Skip to content
Ondřej Moravčík edited this page Jun 12, 2015 · 7 revisions

Custom serializer

Every RDD will be serialized by the same serializer defined on spark.ruby.serializer* options. If you want to have custom serializer for some RDD you can build one.

  • All serializers can be found at Rubydoc
# First way
marshal1 = Spark::Serializer::Marshal.new
compressed1 = Spark::Serializer::Compressed.new(marshal1)
serializer = Spark::Serializer::AutoBatched.new(compressed1)

# Second way
serializer = Spark::Serializer.build { auto_batched(compressed(marshal)) }

# Third way
serializer = Spark::Serializer.build("auto_batched(compressed(marshal))")

Uploading data

Data can be upload as single file.

rdd = sc.text_file(FILE, workers_num, serializer=nil)

All files on directory.

rdd = sc.whole_text_files(DIRECTORY, workers_num, serializer=nil)

Direct.
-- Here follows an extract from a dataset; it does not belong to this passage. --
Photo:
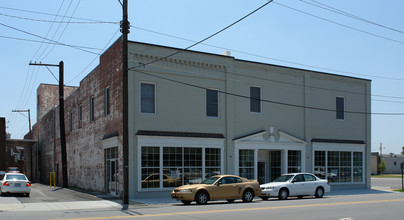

Data must be iterable and choosen serializer must be able to serialized them.

rdd = sc.parallelize(data, workers_num, serializer=nil)
rdd = sc.parallelize([1,2,3,4,5], workers_num, serializer=nil)
rdd = sc.parallelize(1..5, workers_num, serializer=nil)

Options

workers_num
Min count of works computing this task.
(This value can be overwriten by spark)
serializer
Custom serializer.